Acuity is designed to make online scheduling as hands-off as possible. Acuity tracks when you’re available then lets clients schedule only at those times. When clients book an appointment, Acuity automatically sends them a confirmation email.
If it’s important for your business to manually confirm each appointment time or to offer a waitlist for times that are already booked, you can use the techniques below to create that effect.
Tip: If your business has sporadic availability, such as a pop-up salon open a few days a month, consider creating an email list you can notify whenever you post new availability. For example, if you have a Squarespace website, you can create a mailing list and call it something like Availability notifications.
Manually confirm appointments
To manually confirm appointments, use two appointment types—one clients can select on your scheduler to request appointments, and another private appointment type to track confirmed appointments.
Step 1 - Set up appointment requests
To create a system for appointment requests:
- Create two appointment types: a public appointment type labeled as a request and a private appointment type labeled as confirmation. For example, you might create Request: Pet Instagram Photo Shoot and Confirmed: Pet Instagram Photo Shoot. Both appointment types should be the same duration.
- Customize the email templates for each appointment type’s confirmation email. Turn the request appointment type’s confirmation email into a message that the client’s request has been received, and leave the confirmation appointment type’s confirmation email as a confirmation.
- Disable all other automated emails for the request appointment type.
- Optionally, click Customize Appearance, then update the Scheduling Instructions field to tell clients that they’re requesting an appointment time that needs a separate confirmation.
Step 2 - Use appointment requests
Every time a client goes through your public scheduler, they’ll book one of your request-type appointments. The client automatically receives the email stating their request has been received, and the appointment appears on your Acuity calendar.
To confirm or reject the appointment, click the appointment to open the appointment details.
- To reject it, cancel the appointment. The client automatically receives an email notification that the appointment is canceled.
- To confirm it, edit the appointment to the confirmed appointment type and save your changes. Click in the top-right corner of the appointment details, then click Resend Confirmation Email. Because you’ve edited the appointment type, the client gets the confirmation email, rather than the request received email.
Note: Acuity won’t prompt you to review incoming requests. If you miss a request, it remains on your calendar as a request.
Offer a waitlist
To set up a waitlist, you can either create an extra waitlist calendar, or use a Squarespace or third-party form to collect appointment requests.
Create a waitlist calendar
For this solution to work, you must use two calendars.

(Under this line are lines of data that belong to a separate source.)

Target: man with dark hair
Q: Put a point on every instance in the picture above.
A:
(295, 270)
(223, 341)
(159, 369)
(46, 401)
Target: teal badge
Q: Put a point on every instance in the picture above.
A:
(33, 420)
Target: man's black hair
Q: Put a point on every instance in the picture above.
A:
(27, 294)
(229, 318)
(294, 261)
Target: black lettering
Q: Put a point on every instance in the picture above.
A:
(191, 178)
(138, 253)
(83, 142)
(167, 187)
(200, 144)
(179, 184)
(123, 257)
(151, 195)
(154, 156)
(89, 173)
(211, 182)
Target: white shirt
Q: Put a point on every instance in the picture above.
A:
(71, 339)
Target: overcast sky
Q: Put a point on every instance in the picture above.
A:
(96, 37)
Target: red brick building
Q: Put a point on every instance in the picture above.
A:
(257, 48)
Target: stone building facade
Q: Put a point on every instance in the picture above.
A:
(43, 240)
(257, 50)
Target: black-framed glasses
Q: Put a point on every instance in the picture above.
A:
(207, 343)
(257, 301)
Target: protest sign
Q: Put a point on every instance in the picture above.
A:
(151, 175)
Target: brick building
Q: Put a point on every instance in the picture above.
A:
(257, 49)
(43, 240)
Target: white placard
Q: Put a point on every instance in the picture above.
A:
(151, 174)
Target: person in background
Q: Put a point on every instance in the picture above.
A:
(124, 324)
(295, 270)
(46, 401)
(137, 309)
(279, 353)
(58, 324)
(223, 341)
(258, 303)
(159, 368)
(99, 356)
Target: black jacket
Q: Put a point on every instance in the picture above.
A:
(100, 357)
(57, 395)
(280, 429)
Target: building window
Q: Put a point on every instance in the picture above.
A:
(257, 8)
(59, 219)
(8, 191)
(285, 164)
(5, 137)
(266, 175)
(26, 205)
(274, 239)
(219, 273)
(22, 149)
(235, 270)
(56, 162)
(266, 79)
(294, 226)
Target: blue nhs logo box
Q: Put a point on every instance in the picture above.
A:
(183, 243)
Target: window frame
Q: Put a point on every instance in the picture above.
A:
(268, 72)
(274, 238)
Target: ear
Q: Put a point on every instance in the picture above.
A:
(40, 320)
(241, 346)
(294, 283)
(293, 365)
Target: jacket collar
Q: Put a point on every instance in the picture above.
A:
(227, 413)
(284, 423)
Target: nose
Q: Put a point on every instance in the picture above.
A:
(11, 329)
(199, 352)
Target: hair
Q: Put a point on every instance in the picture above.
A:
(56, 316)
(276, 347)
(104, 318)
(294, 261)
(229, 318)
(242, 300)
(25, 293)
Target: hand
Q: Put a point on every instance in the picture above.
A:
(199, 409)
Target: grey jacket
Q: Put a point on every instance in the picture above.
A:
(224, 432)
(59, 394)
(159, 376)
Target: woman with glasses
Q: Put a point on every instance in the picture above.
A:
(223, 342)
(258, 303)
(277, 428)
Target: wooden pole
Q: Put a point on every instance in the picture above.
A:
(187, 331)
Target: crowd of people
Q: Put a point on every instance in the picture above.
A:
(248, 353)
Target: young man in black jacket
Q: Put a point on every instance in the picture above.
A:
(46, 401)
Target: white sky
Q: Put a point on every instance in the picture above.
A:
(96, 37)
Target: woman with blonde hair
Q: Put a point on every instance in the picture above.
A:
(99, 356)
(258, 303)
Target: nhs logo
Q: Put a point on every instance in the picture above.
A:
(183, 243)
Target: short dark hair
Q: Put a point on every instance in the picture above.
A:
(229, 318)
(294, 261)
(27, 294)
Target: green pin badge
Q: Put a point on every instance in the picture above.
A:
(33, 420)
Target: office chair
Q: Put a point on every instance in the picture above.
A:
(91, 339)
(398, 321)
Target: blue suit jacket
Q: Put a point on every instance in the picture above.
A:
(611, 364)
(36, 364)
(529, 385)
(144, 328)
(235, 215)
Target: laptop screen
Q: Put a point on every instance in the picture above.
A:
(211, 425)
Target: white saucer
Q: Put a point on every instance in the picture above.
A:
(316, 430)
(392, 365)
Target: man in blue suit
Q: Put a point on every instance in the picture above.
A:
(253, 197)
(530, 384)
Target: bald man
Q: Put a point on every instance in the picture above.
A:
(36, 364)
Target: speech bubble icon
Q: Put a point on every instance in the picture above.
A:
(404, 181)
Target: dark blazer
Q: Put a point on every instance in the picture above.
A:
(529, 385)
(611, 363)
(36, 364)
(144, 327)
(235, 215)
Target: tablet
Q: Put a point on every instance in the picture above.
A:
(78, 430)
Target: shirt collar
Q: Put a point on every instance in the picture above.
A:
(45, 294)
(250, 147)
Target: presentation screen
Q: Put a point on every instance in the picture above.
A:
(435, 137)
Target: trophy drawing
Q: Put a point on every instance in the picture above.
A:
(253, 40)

Tip: Acuity opens new appointment slots as new times fall within your scheduling limits. If you’re frequently fully booked, consider extending your scheduling limits to allow clients to book further in advance, or tell clients to check back frequently to see new times.
To set up a waitlist calendar:
- Create an extra calendar called Waitlist. Assign all your appointment types to it, and fill out the availability to match your main calendar, but allow multiple appointments at the same time.

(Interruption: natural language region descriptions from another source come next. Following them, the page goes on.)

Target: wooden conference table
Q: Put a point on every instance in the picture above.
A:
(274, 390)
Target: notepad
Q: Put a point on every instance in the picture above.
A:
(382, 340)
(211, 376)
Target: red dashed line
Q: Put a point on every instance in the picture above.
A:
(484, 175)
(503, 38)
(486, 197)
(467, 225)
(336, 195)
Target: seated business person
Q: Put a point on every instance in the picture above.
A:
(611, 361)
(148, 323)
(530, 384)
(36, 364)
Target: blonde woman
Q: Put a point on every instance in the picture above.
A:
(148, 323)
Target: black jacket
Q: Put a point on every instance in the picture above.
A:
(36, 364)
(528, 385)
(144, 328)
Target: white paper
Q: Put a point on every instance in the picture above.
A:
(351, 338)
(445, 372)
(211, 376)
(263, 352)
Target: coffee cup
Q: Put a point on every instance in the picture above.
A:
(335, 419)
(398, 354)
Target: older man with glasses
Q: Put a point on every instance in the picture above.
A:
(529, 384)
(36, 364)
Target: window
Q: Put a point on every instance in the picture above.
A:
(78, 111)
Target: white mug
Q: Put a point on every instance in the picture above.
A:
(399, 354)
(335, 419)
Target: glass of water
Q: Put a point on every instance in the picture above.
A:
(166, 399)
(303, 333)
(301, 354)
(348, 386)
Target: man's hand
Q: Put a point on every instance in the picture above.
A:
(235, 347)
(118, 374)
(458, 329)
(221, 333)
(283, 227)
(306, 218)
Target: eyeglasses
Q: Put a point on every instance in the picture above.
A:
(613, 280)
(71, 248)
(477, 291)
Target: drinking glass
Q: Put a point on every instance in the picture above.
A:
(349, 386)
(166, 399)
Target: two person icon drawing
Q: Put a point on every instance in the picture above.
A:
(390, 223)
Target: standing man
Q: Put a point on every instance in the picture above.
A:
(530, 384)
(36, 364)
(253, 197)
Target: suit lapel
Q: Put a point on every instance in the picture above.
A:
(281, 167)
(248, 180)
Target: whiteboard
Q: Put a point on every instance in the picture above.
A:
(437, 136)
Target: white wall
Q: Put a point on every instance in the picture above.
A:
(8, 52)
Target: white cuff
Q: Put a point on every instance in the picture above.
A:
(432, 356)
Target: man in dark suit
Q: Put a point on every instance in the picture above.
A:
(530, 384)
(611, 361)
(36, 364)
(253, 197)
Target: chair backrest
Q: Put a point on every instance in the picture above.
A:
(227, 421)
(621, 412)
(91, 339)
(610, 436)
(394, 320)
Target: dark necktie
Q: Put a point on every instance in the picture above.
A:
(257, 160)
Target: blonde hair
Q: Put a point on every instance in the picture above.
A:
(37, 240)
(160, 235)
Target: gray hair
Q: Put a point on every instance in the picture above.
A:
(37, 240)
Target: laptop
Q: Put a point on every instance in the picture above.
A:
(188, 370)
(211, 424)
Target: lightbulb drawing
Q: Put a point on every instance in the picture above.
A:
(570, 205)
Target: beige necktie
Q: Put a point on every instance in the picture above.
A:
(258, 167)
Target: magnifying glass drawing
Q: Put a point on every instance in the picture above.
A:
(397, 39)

- Edit the scheduling instructions of your main calendar to tell clients that, if the date and time they want isn’t available, they can book their desired spot on the Waitlist calendar instead. Be sure to include the direct link to your waitlist calendar in your scheduling instructions.
- Consider updating your automated email notifications to reinforce that the client has booked onto the waitlist but hasn't booked an actual appointment.
- If a client cancels an appointment on your main calendar, check for bookings in the matching time slot on the Waitlist calendar.
- If there’s a match on the waitlist, reschedule it onto your main calendar. This triggers an automated notification letting the client know their appointment is booked.
Tip: To set up a waitlist if you offer classes instead of appointments, first create an extra calendar called Waitlist. Duplicate the classes you want a waitlist for, then schedule them on your Waitlist calendar at the same date and time as your main calendar.
Create a waitlist form
This solution relies on sending your clients away from your scheduler, to a separate form.
- If you have a Squarespace website, add a form to your site that collects the client's name and email address, and asks them which appointment type, time, and date they wanted but couldn’t book. If not, you can create the form in a third-party form application, such as Google Forms or Wufoo.
- Edit your scheduling instructions to tell clients to go to the waitlist form if they don’t see the appointment time and date that they want. You might want to emphasize, in both the scheduling instructions and the form text, that this is a waitlist request, and clients aren’t guaranteed appointments.
- When a client cancels, check your form responses for a match. If someone asked for that time slot, use the information in the form to book an appointment on the client’s behalf. The client receives a confirmation email notification, letting them know the appointment is booked.
Tip: If you use Wufoo, which integrates with Acuity, your clients’ answers are automatically available inside Acuity if they successfully move off the waitlist.